The Homeland Security Act of 2002 was not passed without criticism. West Virginia Democratic senator Robert Byrd, one of the most vocal opponents of the legislation, denounced it as “an irresponsible exercise in political chicanery” and “a bureaucratic behemoth cooked up by political advisers to satisfy several inside Washington agendas.” Indeed, the Bush administration itself was initially lukewarm to the idea of establishing the superagency, and critics of the president publicly suggested that his change of heart suspiciously corresponded with the damaging testimony of FBI whistleblower Coleen Rowley about failures in FBI performance in the months leading up to the September 11 terrorist attacks.
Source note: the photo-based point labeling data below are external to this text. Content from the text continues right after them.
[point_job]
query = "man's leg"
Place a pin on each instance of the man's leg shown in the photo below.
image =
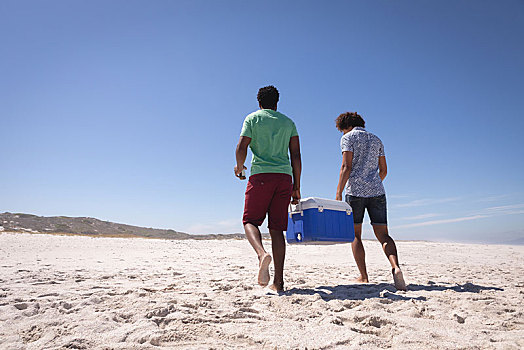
(358, 204)
(388, 245)
(278, 246)
(254, 238)
(359, 254)
(390, 249)
(377, 210)
(264, 259)
(277, 220)
(255, 208)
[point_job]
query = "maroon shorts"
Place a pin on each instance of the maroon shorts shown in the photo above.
(271, 194)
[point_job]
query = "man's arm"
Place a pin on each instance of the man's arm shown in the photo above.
(345, 170)
(296, 165)
(241, 154)
(382, 167)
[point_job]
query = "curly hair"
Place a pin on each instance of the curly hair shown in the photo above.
(268, 97)
(348, 120)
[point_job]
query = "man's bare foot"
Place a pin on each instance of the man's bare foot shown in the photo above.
(263, 270)
(398, 279)
(277, 287)
(360, 279)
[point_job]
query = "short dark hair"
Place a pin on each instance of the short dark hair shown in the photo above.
(348, 120)
(268, 97)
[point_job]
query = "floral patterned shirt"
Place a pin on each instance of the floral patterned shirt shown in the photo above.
(364, 180)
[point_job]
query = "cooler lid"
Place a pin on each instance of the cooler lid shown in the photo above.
(329, 204)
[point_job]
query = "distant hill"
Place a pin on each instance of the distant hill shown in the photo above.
(17, 222)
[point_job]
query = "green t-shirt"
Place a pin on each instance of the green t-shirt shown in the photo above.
(270, 132)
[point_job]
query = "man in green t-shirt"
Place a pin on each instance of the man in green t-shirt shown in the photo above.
(273, 181)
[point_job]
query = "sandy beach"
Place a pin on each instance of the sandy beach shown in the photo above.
(63, 292)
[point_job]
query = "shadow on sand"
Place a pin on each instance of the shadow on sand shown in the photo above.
(382, 291)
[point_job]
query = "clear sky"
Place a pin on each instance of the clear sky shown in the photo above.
(130, 111)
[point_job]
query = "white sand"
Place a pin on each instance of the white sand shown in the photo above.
(110, 293)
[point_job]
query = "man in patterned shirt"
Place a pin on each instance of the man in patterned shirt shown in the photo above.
(363, 170)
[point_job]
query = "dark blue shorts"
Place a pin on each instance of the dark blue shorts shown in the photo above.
(376, 207)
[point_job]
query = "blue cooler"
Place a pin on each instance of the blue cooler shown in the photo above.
(318, 221)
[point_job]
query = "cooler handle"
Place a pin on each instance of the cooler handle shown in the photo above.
(298, 209)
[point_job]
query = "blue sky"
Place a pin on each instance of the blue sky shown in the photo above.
(130, 111)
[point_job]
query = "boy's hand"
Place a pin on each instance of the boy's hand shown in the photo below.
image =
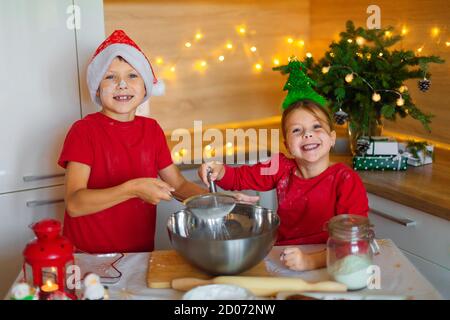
(152, 190)
(296, 260)
(217, 168)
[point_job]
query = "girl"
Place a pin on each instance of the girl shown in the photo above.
(310, 189)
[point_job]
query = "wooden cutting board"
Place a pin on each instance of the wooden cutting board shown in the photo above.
(166, 265)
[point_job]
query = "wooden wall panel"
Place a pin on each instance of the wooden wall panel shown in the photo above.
(227, 91)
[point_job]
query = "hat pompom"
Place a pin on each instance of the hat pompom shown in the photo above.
(159, 88)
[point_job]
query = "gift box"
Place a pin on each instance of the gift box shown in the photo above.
(380, 163)
(417, 157)
(382, 146)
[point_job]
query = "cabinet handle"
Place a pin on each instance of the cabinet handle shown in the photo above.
(37, 203)
(403, 221)
(44, 176)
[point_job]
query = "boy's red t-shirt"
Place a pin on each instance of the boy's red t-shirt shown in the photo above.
(116, 152)
(304, 205)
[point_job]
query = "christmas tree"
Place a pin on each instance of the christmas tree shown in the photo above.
(298, 85)
(363, 78)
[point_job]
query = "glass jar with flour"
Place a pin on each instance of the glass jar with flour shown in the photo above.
(350, 249)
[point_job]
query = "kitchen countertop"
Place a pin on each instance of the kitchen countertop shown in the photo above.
(424, 188)
(398, 276)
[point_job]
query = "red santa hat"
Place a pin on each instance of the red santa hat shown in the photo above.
(119, 44)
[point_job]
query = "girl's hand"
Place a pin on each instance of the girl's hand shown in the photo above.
(151, 190)
(295, 259)
(244, 198)
(218, 171)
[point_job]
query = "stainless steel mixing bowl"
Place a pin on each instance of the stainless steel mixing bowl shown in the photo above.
(250, 235)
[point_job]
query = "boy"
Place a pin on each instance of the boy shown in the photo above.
(113, 157)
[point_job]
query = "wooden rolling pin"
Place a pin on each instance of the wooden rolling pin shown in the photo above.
(261, 286)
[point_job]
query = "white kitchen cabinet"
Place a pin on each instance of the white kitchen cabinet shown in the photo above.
(46, 47)
(39, 90)
(424, 237)
(44, 62)
(18, 211)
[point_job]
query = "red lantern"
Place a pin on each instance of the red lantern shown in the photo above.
(47, 258)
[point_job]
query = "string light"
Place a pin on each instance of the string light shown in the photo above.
(200, 65)
(376, 97)
(360, 41)
(404, 30)
(349, 77)
(435, 32)
(325, 69)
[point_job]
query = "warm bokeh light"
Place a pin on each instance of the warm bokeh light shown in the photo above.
(360, 41)
(435, 31)
(404, 30)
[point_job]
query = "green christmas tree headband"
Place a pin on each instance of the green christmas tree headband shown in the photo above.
(299, 85)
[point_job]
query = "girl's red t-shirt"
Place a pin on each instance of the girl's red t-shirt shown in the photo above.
(116, 152)
(304, 205)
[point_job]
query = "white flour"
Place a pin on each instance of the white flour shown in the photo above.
(352, 271)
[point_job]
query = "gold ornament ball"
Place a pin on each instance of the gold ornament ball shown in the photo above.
(376, 97)
(349, 77)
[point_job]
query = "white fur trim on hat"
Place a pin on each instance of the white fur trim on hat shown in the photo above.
(101, 62)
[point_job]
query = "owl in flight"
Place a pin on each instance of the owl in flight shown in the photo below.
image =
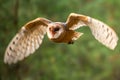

The creation of the DHS represents the most comprehensive reorganization of the federal government since the Department of Defense was created in 1947. Although many credit the lack of a second major terrorist attack on the United States to its creation, others continue to vehemently oppose the new department on the grounds that its sweeping, Big Brother-like powers ultimately undermine the very democratic system it is charged with securing.